# Logo Request



## chok23 (Aug 13, 2014)

Can anybody please improve my betta team logo? Or please recreate it. This is the best I can do and I don't have any software to create a presentable logo.










My team name is Q-Betta which means quality betta. Q-betta in our language sounds like Kubeta (Toilet/Comfort Room) so my logo is a toilet bowl where a betta is jumping out, the toilet bowl and betta forming the letter Q.


----------



## BlueInkFish (Jan 13, 2013)

Interesting I would like too help out! But did you start a betta team or something haha you don't have too answer I'm just curious!


----------



## Canis (Apr 15, 2013)

This thread is a few days old so I'm wondering if you still need it done? I might be able to do something with it later tonight. I will let you know


----------



## chok23 (Aug 13, 2014)

I wanted to start a betta breeding team. I'm just preparing the logo.

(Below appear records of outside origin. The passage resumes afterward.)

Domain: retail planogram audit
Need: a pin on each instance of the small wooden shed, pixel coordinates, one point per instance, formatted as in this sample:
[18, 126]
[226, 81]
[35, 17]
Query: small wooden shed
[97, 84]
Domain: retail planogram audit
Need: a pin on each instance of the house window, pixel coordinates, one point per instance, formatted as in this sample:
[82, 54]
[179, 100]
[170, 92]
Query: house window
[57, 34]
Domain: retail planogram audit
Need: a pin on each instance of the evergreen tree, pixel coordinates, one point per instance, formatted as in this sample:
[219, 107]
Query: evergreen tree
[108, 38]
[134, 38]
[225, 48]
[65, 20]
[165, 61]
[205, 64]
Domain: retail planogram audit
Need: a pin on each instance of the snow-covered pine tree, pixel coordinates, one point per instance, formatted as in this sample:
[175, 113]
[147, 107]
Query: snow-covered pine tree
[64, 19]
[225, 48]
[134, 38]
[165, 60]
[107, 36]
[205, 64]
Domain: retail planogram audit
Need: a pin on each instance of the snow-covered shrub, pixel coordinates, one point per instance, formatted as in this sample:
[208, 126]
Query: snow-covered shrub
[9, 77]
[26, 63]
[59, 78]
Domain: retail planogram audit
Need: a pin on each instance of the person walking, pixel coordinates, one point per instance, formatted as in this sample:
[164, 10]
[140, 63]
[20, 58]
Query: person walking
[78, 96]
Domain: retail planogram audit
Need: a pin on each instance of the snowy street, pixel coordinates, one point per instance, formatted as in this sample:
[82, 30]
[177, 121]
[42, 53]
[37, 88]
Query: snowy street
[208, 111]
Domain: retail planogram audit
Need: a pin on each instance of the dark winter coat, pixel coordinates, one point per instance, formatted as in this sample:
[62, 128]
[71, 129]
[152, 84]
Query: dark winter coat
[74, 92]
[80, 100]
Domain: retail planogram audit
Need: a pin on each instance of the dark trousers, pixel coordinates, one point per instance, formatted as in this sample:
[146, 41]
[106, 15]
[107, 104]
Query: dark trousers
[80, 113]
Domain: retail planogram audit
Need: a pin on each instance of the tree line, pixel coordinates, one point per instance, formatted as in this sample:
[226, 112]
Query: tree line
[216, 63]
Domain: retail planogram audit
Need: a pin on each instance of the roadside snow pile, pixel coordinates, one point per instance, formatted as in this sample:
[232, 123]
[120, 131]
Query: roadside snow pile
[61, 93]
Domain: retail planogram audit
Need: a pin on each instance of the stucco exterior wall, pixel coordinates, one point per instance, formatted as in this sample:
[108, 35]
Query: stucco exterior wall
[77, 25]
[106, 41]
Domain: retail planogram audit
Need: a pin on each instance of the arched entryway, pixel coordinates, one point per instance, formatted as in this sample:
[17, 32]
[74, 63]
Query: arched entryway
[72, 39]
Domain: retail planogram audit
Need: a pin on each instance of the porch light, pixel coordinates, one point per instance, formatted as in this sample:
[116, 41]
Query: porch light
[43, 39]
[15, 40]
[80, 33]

Canis and litelboyblu please help me. Thanks in advance.


----------



## BlueInkFish (Jan 13, 2013)

I sure will!! That's pretty cool is it a local betta breeding team?! Or internationally?! I'll get too you ASAP !


----------



## chok23 (Aug 13, 2014)

Well, it will be for local shows, but who knows.. it might be successful and go international. LOL!


----------



## BlueInkFish (Jan 13, 2013)

Lol I'm working on it then!


----------



## chok23 (Aug 13, 2014)

Wow thank you very much.


----------